TinyKittens Society
- Formation: August 2013; 12 years ago
- Founder: Shelly Roche
- Type: Charity
- Legal status: Active
- Purpose: Protecting feral cats
- Location: Fort Langley, British Columbia, Canada;
- Members: Tinykittens VIP
- Website: tinykittens.com

= TinyKittens Society =

Canadian animal welfare charity

TinyKittens Society is a Canadian charity in Fort Langley, British Columbia, Canada, supporting feral cats. The organisation was established as a non-profit in 2015 by Shelly Roche.

The society's volunteers trap, neuter and return (TNR) cats from the large colonies of feral cats in the area. Where possible, kittens and older cats are made available for adoption.

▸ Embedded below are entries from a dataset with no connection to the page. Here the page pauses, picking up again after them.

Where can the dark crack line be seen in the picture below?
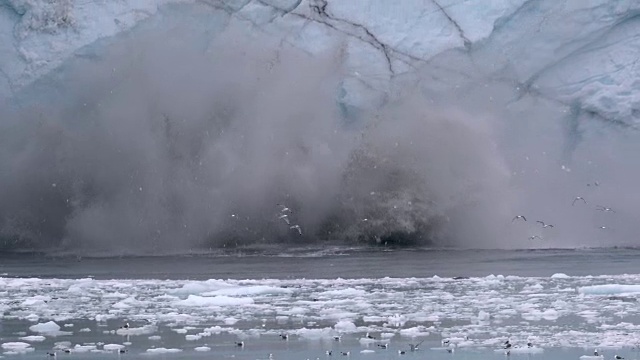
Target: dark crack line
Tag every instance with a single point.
(584, 48)
(465, 40)
(282, 11)
(319, 8)
(528, 89)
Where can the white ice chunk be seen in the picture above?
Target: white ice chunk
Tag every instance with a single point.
(195, 300)
(163, 350)
(33, 338)
(609, 289)
(47, 327)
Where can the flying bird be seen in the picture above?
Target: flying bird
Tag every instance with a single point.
(578, 198)
(543, 224)
(415, 347)
(297, 227)
(284, 217)
(604, 208)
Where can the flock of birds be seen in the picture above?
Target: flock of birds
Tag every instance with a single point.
(577, 199)
(448, 345)
(283, 214)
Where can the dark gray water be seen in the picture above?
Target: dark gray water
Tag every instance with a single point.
(332, 263)
(199, 306)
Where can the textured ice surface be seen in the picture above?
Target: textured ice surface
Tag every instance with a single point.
(581, 52)
(469, 315)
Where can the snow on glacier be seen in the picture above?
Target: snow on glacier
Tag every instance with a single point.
(571, 52)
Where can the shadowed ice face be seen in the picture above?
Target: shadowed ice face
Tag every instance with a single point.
(162, 147)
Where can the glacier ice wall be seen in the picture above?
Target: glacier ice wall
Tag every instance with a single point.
(159, 126)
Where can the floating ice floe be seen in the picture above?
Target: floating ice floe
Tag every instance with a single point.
(113, 347)
(609, 289)
(195, 300)
(522, 350)
(47, 327)
(33, 338)
(163, 350)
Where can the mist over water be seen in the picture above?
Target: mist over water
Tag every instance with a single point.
(164, 145)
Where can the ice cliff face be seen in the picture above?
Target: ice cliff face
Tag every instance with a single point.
(143, 122)
(573, 52)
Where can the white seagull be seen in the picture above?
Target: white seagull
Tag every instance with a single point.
(297, 227)
(415, 347)
(578, 198)
(604, 208)
(284, 217)
(543, 224)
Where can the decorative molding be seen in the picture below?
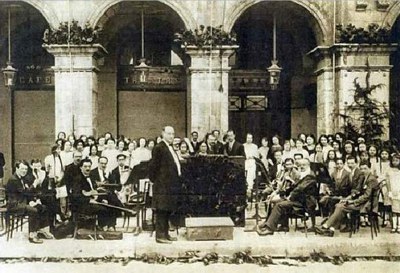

TinyKittens runs a livestream showing 24-hour footage of the kittens and cats being cared for by the society. There is an associated chat space. The group received news coverage for rescuing Cassidy, a disabled cat found as a feral kitten without his back legs, and Mason, an older feral cat with kidney disease who enjoyed the company of kittens.

In 2017 the charity supported kittens rescued from wildfires in Quesnel, and in 2021 rescued feral cats and lost pet cats during floods in the Fraser Valley.

In 2020, Roche said TinyKittens supports one to two hundred cats and kittens a year. In 2020, she said that the group spays and neuters about 200 cats a year. She noted that the charity does not have enough resources.

Social media is important to the charity. In 2019, the YouTube channel run by the organisation had 135,000 subscribers. In 2020, the number of views of the channel averaged three million a month. There were sixty volunteers working as moderators.